Most of us wouldn’t worry about a minor scrape or bump, but diabetes complicates wound care almost as much as it disrupts your diet.
George Perdrizet, MD, medical director of The Wound Recovery and Hyperbaric Medicine Center at Kent Hospital, says diabetes can cause a number of complications, including some that make it harder for even the most minor wounds to heal.

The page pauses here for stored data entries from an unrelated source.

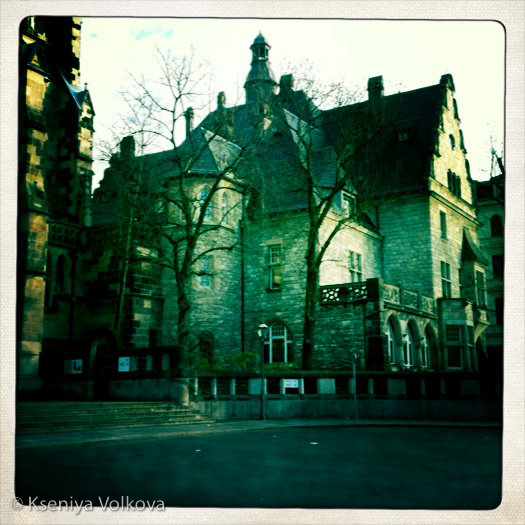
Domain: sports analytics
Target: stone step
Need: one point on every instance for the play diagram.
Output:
(75, 428)
(110, 413)
(101, 420)
(57, 416)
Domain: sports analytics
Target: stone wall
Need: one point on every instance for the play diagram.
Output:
(404, 224)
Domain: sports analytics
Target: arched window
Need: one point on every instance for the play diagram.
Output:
(224, 206)
(203, 195)
(278, 344)
(425, 350)
(408, 348)
(49, 281)
(391, 338)
(60, 276)
(496, 226)
(206, 346)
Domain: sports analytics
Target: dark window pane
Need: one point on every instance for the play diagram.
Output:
(278, 350)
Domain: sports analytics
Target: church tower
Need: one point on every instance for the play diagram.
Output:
(260, 84)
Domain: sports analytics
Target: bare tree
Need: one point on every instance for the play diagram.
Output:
(179, 194)
(332, 151)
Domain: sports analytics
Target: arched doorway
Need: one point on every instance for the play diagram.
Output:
(101, 361)
(394, 342)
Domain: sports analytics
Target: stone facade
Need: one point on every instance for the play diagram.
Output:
(56, 126)
(401, 286)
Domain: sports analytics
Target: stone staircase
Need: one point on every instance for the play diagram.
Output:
(65, 416)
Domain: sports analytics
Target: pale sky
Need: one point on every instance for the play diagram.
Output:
(409, 55)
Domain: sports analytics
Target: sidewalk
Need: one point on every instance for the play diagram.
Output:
(61, 439)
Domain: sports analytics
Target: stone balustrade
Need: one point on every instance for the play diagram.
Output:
(343, 293)
(64, 233)
(335, 294)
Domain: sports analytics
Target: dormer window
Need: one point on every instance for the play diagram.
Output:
(403, 135)
(348, 204)
(454, 183)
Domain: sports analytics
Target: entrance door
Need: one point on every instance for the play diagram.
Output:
(101, 367)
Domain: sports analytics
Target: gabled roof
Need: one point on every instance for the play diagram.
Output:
(416, 112)
(470, 251)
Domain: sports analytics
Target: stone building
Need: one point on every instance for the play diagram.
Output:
(401, 295)
(491, 215)
(55, 155)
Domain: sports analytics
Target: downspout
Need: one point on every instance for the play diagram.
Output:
(241, 233)
(72, 296)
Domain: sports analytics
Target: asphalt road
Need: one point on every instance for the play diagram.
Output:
(323, 467)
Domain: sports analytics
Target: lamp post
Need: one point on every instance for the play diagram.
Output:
(261, 333)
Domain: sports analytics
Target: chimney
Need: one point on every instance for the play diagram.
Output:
(188, 115)
(221, 100)
(286, 81)
(127, 148)
(375, 90)
(447, 81)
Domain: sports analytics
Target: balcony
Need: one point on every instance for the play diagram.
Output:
(373, 290)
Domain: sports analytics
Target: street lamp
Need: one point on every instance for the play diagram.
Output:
(261, 333)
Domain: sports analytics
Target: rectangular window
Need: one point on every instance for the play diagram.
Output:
(274, 267)
(205, 273)
(356, 267)
(481, 292)
(455, 341)
(498, 302)
(446, 283)
(443, 224)
(402, 135)
(497, 266)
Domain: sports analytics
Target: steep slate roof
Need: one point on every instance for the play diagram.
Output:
(397, 166)
(203, 153)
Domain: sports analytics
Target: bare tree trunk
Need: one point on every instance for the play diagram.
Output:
(181, 359)
(312, 286)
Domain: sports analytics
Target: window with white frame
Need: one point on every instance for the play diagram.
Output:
(205, 272)
(274, 266)
(408, 348)
(455, 341)
(355, 263)
(391, 341)
(203, 195)
(481, 289)
(446, 282)
(224, 206)
(278, 344)
(425, 349)
(443, 224)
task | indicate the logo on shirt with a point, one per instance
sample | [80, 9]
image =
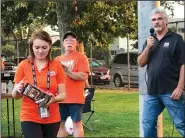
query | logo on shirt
[166, 44]
[52, 73]
[69, 64]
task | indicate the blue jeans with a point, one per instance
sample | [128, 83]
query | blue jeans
[154, 105]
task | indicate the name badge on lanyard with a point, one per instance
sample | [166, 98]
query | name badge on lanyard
[44, 111]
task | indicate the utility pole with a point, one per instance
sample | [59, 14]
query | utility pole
[128, 60]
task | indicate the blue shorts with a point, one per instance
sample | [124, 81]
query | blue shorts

“Diabetes causes damage to the blood vessels and nerves that keep the body’s skin and tissue healthy, especially on the feet,” Dr. Perdrizet says.
The most important advice, he adds, is to seek professional help for any wounds you suffer.
“Actually, diabetics should see their doctor on a regular basis for a foot check-up. This allows problems to be solved before a wound or ulcer develops,” he says.
The feet are the most common source of problems for diabetics, especially on the bottom of the foot where blisters can form and around the toenails, where clipping the nails can lead to damage to the skin or nail bed and result in infection.
If not taken care of properly, such wounds can become very large and extend to the bone. Bone infection requires surgery to effectively treat and may result in amputation.
Your physician may also refer you to The Wound Recovery Center for treatment. There, a nurse and physician who specialize in wound care will talk to you about the wound and come up with a treatment plan. They will teach you how to take care of your feet to avoid wounds and have you come back every few weeks to check on the wound.